Wednesday, May 18, 2011

SNIPPETS: I


It surprises me to say this, but you can forgive most things as a child.

Things happen to you, but at least you are innocent of causality. You are malleable, still forming; your bones, your psyche - you can be shaped to fit; bend without breaking. You might look back and wish things hadn’t happened but at the time they seem only different - not abnormal, because the baseline for normal has not yet been set. It is not until you are fully formed that events become T-intersections in your life.

As a child, things certainly happened that shaped me. As a child, I was raised in an environment of intense faith and yet, I was often confronted by its absence, or the antithesis-of. I grew into many things, and when the veil of childhood was swiftly and bleakly lifted, all burgeoning things became quite clear. It was a confronting, but not unwelcome experience.

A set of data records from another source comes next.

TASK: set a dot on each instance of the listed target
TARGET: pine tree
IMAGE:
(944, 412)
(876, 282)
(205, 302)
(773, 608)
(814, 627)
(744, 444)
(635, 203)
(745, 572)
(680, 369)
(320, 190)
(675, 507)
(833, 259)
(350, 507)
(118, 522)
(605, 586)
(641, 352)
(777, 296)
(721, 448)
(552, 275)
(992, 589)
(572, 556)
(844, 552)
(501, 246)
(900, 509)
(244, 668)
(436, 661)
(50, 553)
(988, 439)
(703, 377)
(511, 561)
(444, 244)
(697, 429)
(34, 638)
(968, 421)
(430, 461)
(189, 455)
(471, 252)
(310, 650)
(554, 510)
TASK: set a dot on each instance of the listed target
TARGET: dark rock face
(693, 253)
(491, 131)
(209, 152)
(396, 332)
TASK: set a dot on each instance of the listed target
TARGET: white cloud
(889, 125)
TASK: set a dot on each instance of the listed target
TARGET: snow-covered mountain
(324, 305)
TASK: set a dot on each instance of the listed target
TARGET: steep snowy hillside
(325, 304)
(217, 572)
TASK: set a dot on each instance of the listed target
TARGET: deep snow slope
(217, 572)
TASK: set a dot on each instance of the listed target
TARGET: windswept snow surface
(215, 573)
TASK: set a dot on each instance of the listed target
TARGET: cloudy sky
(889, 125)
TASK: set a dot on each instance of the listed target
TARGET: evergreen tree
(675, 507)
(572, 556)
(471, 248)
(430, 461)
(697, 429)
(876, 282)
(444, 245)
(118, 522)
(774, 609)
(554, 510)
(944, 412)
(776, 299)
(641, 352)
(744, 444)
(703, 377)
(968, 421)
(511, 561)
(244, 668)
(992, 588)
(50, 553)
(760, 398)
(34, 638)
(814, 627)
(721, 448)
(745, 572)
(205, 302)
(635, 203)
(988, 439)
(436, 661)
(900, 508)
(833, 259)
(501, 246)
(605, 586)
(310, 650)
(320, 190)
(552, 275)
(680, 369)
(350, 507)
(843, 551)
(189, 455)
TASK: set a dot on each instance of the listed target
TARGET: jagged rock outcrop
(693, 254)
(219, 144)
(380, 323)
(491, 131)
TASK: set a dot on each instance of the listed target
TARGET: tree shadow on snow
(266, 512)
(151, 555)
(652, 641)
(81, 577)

I strode with these experiences, not always in acceptable directions (but from the books I read, often expected). If I had the time or inclination to explain my every outlandish hair colour, outfit, music choice and unsavoury action, I would - but as the tone of this sentence implied, I won’t, and I stand by that.

I will say things became rocky on the day my father decided to call the whole thing off, and that day kicked many things into clarity for me – including an instinct for trouble, talent for lying and ability to fake things you should not, such as intimacy, understanding and giving a sweet god-damn.

It was a big day.

I can also tell you that, in the years that followed, I gained a wonderfully bizarre mix of abandonment issues and hatred of human intimacy. They flourished gradually, but there was a definite period of cataclysm involved.

I remember a moment from those soon-after years, so simple and defining, that it sticks with me. To summarise a myriad of analogies, I suppose it is as good as any another.

Upon being invited to a movie with a group of friends, I dressed and waited by the door, only to find my mother waiting expectantly with me. Having then been given a list of reasons why she wasn’t invited, she turned to me and begged, “Don’t do this to me. You’re my best friend. I need you.”


I don’t remember the movie. I remember arriving very late. It was just after I had that bad perm. I think I was 11.